Naked Science Forum

Non Life Sciences => Physics, Astronomy & Cosmology => Topic started by: thedoc on 20/12/2016 22:23:01

Title: IS there a link between atomic bombs and cancer?
Post by: thedoc on 20/12/2016 22:23:01
Marisa Morse asked the Naked Scientists:
   
My grandfather is a World War II Veteran. During the war he flew into Hiroshima and Nagasaki right after the atomic bomb was dropped. In the past few years, he has fought against prostate cancer and throat cancer. When we have recently tried to contact some of his old friends from the Navy, we have noticed that many of them have died from cancer.

I am wondering, is there any possible relative link between World War II Veterans who have been around the after effects of nuclear activity and cancer? If so, could this become hereditary amongst their offspring?
What do you think?
Title: Re: IS there a link between atomic bombs and cancer?
Post by: yor_on on 22/12/2016 16:51:13
Yes, in my opinion there is, although extremely hard to isolate beyond doubt. What one can do with all experiences involving radiation, not provable to have affected one immediately, is to analyze health etc statistically. The atmosphere is not so unlike the ocean in that manner. It 'dilutes' the concentration, and also makes it hard to define from where it belongs. But there should exist statistics over both Hiroshima and Nagasaki, as well as there are accidents as the Chernobyl disaster from where western research seem to have drawn one conclusion, whereas research in the east have drawn another.

The old USSR can also be seen as a real goldmine for such research in that they used atom bombs for 'everything,' including testing to dig 'ditches', but statistics from that time became extremely flawed due to political, military as well as economic considerations, the doctors couldn't even mention radioactivity as being the  'cause of death'.  A similar  phenomena can be seen in the UN changing its warnings about atomic power after pressure from the USA somewhere in the fifties, so not only the USSR . 

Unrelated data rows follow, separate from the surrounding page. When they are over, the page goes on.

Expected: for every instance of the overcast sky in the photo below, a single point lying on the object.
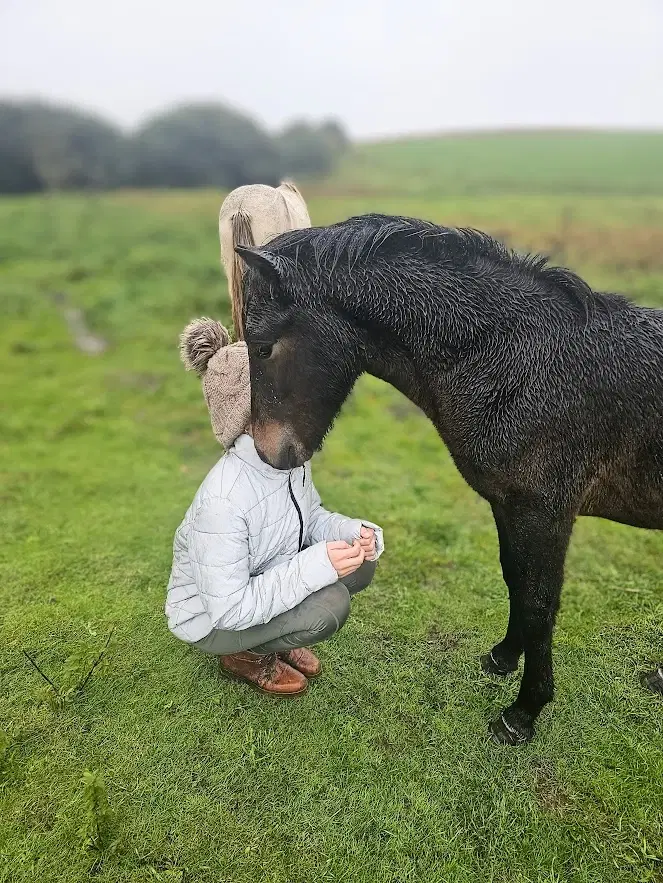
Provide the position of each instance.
(380, 67)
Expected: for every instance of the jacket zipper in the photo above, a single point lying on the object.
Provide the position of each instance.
(299, 513)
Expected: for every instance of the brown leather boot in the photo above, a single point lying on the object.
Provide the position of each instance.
(303, 660)
(269, 674)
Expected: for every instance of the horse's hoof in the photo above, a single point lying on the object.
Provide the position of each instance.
(492, 667)
(653, 680)
(505, 730)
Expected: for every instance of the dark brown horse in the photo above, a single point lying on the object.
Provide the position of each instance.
(548, 395)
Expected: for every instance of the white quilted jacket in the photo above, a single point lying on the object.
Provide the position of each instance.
(252, 545)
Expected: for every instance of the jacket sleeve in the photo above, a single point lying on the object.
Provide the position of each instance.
(325, 526)
(235, 600)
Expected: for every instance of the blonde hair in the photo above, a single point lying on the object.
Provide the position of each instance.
(252, 215)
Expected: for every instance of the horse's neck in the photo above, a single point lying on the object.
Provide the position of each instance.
(417, 335)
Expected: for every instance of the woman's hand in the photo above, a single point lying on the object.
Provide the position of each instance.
(367, 542)
(345, 559)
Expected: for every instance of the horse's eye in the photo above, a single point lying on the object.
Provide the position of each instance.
(264, 350)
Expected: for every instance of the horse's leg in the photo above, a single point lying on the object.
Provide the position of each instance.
(537, 544)
(503, 658)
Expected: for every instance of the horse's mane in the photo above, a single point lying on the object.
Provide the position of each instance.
(361, 239)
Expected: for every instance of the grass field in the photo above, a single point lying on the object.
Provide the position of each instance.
(383, 772)
(626, 163)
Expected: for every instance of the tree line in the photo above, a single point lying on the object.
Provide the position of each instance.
(48, 147)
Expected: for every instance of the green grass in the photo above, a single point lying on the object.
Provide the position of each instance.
(510, 162)
(383, 772)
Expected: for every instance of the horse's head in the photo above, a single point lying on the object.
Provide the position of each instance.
(304, 354)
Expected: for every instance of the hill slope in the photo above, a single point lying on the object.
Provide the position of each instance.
(509, 162)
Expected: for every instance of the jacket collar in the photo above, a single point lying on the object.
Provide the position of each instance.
(244, 448)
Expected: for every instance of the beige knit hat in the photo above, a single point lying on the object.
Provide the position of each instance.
(224, 369)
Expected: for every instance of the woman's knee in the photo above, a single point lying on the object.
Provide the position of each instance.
(332, 610)
(361, 578)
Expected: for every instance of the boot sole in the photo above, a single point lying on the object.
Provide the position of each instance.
(229, 676)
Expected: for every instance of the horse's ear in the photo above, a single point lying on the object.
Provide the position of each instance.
(262, 260)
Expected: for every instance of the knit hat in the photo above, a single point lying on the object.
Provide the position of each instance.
(224, 369)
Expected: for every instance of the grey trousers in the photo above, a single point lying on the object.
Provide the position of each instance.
(316, 619)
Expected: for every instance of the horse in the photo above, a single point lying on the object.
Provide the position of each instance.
(548, 394)
(252, 215)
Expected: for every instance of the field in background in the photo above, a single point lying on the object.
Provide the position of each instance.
(627, 163)
(383, 772)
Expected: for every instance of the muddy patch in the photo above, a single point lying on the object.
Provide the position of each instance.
(84, 339)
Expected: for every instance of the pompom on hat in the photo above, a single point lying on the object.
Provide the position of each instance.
(224, 370)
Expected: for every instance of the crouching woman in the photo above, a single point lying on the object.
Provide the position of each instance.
(261, 570)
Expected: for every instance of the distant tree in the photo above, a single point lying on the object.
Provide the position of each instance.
(203, 145)
(17, 170)
(311, 150)
(72, 150)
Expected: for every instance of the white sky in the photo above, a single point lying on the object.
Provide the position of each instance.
(380, 67)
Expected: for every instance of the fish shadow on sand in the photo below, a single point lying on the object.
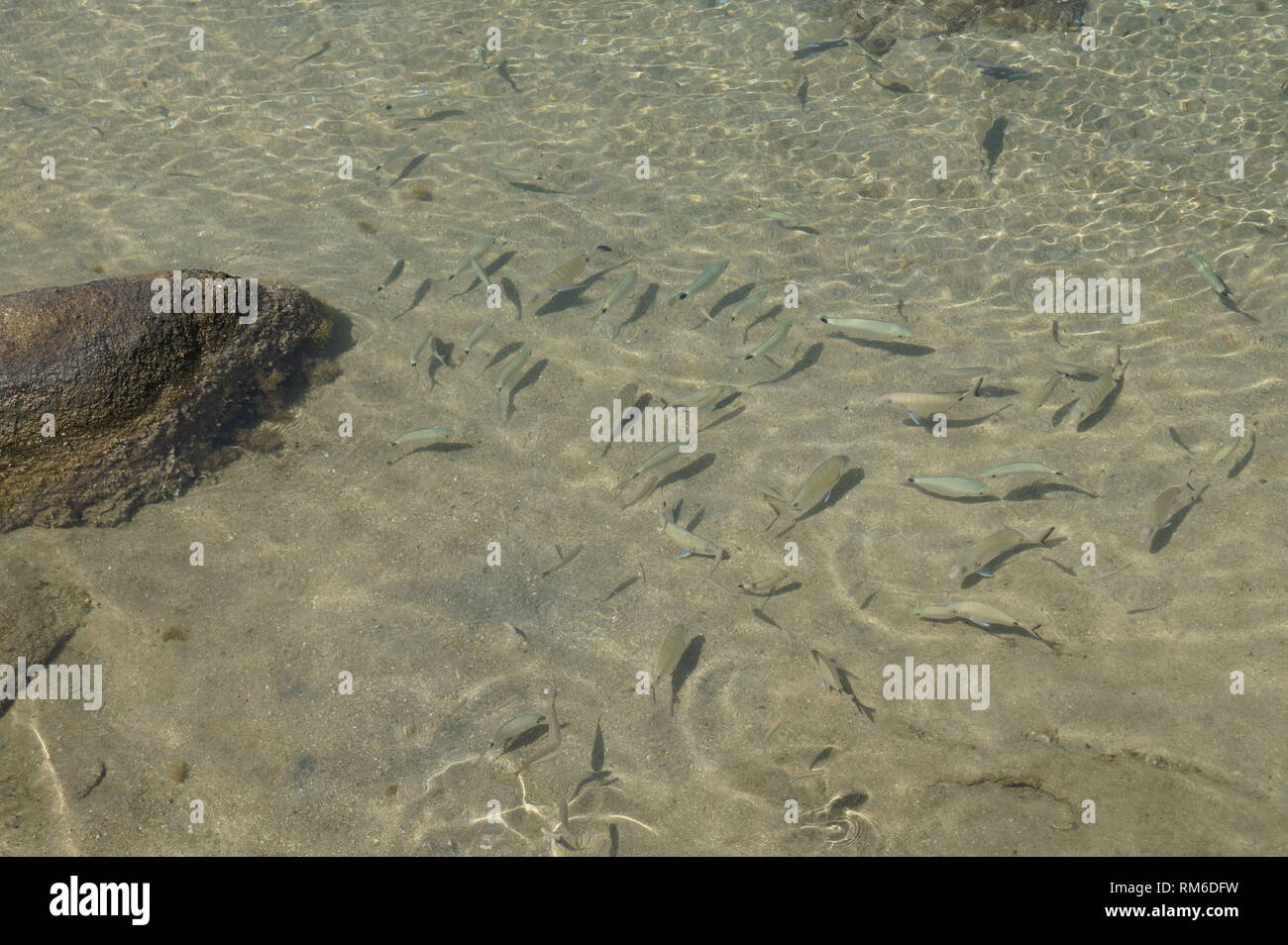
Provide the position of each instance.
(647, 300)
(1162, 537)
(686, 667)
(528, 378)
(722, 417)
(494, 265)
(1243, 463)
(1030, 492)
(699, 465)
(433, 448)
(1091, 419)
(728, 300)
(957, 424)
(806, 361)
(502, 355)
(1000, 562)
(849, 480)
(901, 348)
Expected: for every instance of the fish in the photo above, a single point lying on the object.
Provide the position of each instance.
(975, 559)
(395, 154)
(552, 744)
(832, 679)
(772, 342)
(898, 88)
(816, 488)
(436, 434)
(1067, 369)
(1006, 73)
(704, 278)
(393, 275)
(784, 218)
(815, 48)
(502, 68)
(927, 404)
(674, 645)
(326, 46)
(472, 255)
(563, 559)
(1207, 273)
(656, 459)
(883, 331)
(1019, 469)
(1166, 507)
(514, 175)
(692, 544)
(561, 278)
(961, 372)
(511, 368)
(747, 304)
(978, 613)
(1095, 395)
(1224, 452)
(516, 726)
(951, 486)
(421, 291)
(476, 336)
(764, 587)
(621, 290)
(992, 145)
(411, 166)
(707, 396)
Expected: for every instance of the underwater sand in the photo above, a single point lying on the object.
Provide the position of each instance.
(322, 558)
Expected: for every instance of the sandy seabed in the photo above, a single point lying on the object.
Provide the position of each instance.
(325, 559)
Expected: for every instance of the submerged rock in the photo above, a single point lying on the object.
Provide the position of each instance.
(107, 403)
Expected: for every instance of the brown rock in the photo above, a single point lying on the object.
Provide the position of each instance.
(141, 402)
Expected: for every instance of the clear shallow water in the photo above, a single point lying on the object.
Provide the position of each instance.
(323, 559)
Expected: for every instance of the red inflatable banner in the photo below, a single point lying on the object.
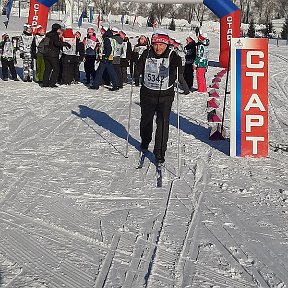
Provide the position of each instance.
(249, 97)
(230, 28)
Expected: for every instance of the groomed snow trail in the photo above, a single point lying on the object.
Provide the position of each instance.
(76, 213)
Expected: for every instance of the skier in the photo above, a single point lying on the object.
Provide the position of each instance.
(117, 44)
(51, 59)
(142, 45)
(25, 43)
(40, 65)
(201, 62)
(158, 65)
(91, 45)
(106, 58)
(79, 56)
(190, 55)
(8, 57)
(68, 57)
(125, 56)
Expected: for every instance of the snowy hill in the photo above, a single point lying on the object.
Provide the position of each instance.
(76, 213)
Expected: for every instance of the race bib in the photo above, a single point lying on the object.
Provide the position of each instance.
(156, 73)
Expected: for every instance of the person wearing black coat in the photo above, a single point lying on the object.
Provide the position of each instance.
(106, 58)
(190, 55)
(125, 56)
(158, 65)
(51, 58)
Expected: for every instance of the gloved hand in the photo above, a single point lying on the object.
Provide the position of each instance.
(105, 60)
(66, 44)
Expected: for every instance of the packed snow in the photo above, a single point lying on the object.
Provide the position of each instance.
(75, 212)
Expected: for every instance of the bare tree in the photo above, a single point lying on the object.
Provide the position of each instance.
(161, 10)
(143, 9)
(187, 12)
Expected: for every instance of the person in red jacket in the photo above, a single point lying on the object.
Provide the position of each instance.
(158, 65)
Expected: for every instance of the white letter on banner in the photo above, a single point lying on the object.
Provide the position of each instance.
(255, 141)
(254, 102)
(255, 76)
(249, 59)
(258, 123)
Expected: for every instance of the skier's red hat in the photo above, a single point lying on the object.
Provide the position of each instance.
(189, 39)
(202, 37)
(102, 30)
(90, 29)
(68, 33)
(160, 38)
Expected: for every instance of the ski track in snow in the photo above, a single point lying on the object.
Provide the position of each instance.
(76, 213)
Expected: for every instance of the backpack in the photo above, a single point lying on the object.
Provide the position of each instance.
(43, 47)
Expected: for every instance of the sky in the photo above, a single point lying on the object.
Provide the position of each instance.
(75, 212)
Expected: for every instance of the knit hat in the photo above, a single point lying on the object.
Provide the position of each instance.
(90, 30)
(26, 27)
(40, 29)
(160, 37)
(102, 30)
(202, 37)
(122, 34)
(189, 39)
(68, 33)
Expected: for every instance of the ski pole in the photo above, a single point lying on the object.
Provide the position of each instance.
(178, 123)
(129, 120)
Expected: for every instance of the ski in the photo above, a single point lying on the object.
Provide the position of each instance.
(159, 175)
(141, 161)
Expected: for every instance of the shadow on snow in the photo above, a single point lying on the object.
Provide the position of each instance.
(108, 123)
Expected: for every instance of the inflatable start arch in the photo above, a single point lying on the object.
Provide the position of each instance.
(226, 10)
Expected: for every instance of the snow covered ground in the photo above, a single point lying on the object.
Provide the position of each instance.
(74, 212)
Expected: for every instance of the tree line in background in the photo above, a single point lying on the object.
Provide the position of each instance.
(252, 12)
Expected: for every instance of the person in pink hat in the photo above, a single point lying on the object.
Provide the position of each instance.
(91, 44)
(201, 62)
(39, 59)
(159, 66)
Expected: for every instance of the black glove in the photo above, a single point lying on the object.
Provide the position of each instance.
(67, 45)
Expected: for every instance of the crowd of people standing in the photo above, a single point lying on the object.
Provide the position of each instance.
(155, 64)
(54, 57)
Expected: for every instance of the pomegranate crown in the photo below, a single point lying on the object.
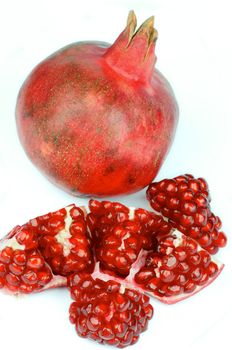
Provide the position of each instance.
(132, 54)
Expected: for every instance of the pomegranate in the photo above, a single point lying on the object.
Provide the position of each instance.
(107, 313)
(185, 201)
(99, 119)
(41, 253)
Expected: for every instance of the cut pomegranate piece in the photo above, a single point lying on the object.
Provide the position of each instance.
(120, 233)
(141, 250)
(23, 269)
(41, 253)
(185, 201)
(178, 269)
(107, 313)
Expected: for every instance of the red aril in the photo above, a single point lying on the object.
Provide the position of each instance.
(107, 313)
(185, 201)
(23, 268)
(171, 267)
(41, 253)
(99, 119)
(178, 269)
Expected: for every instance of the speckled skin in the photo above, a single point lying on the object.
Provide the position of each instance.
(93, 127)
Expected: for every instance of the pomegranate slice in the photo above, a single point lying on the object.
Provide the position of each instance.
(120, 233)
(107, 313)
(41, 253)
(178, 269)
(141, 250)
(23, 269)
(185, 201)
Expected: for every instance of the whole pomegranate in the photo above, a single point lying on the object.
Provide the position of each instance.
(99, 119)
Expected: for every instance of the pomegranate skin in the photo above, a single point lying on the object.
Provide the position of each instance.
(99, 119)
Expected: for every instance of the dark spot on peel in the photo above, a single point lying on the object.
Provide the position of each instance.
(110, 169)
(131, 179)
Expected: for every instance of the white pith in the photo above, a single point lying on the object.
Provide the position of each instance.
(12, 243)
(122, 246)
(64, 235)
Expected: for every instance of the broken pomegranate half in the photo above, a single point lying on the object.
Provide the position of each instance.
(41, 253)
(170, 267)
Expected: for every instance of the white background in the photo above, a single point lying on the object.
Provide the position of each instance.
(194, 52)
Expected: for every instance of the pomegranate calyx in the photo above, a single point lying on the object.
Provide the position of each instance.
(132, 54)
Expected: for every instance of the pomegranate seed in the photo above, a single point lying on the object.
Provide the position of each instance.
(189, 287)
(12, 279)
(212, 269)
(16, 269)
(3, 269)
(6, 255)
(29, 277)
(19, 257)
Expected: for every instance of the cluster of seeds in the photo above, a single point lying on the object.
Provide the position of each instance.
(120, 233)
(23, 269)
(185, 200)
(178, 268)
(104, 313)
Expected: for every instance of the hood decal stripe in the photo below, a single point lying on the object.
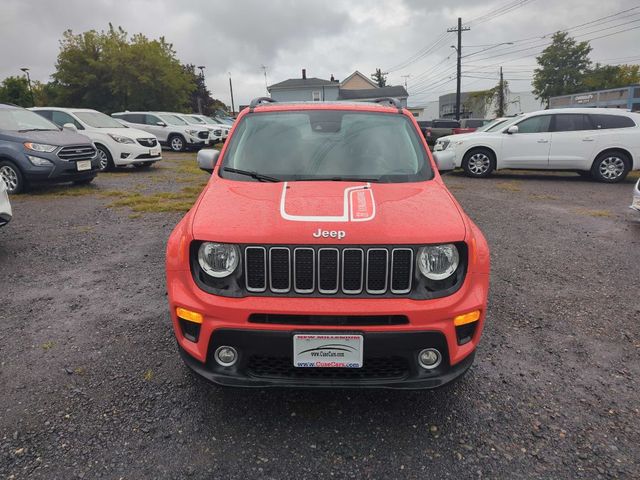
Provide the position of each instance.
(358, 206)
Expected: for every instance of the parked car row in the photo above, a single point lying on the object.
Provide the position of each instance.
(56, 145)
(597, 142)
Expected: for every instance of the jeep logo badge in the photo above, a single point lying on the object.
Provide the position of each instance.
(339, 234)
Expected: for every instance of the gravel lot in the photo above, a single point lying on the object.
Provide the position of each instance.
(91, 384)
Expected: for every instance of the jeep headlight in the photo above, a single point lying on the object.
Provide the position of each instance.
(438, 262)
(218, 260)
(39, 147)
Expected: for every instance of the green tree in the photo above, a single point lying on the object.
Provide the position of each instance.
(15, 90)
(379, 77)
(109, 71)
(611, 76)
(562, 67)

And looking at today, with NATO starting to think in terms of 'limited nuclear wars' and Russia already acting as if that was a truth? Seems the lessons of yesterday disappear with the people having experienced it, or as P. T. Barnum expressed it. 'there's a new sucker born every minute'  although he failed to see that there was more than one to a minute. We put too much trust in people seeking power I suspect, maybe we should look for those not wanting it instead :)

http://www.davidmeyercreations.com/mysteries-of-history/the-most-toxic-place-on-earth/
Title: Re: IS there a link between atomic bombs and cancer?
Post by: alancalverd on 23/12/2016 23:27:04
Yes and no.

Radiogenic cancers do happen but they take between 5 and15 years to develop into clinically symptomatic tumors, not 70 years. Many men die with a prostate tumor but very few die from it, and overall the natural incidence of potentially fatal cancer is moving towards 50% as we don't die from anything else.

Whilst inherited radiogenic defects have been detected in laboratory mice and fruit flies, the human epidemiology is very weak  and most textbooks say "no actual evidence to date".  The childhood leukemia clusters reported in the 1970s around  some nuclear plants are almost certainly the result of in utero contamination with plutonium and not directly related to paternal gamma dose as was previously thought.
Title: Re: IS there a link between atomic bombs and cancer?
Post by: evan_au on 24/12/2016 00:30:55
The residents who were exposed to the atomic blasts certainly suffered from radiation sickness and elevated cancer risk over the subsequent years and decades (that is, the ones who didn't die of the immediate radiation and blast effects).

The Japanese government has been keeping careful track of cancer incidence in atomic bomb victims.

For those coming into Hiroshima and Nagasaki soon after the explosions, exposure could have been reduced by use of prophylactic iodine tablets, dust masks, and clean food and drinking water. The radioactive content of the bombs was a few kilograms of plutonium and uranium, which (along with their decay products) would have been dispersed widely in the explosion itself, and by subsequent winds and rain.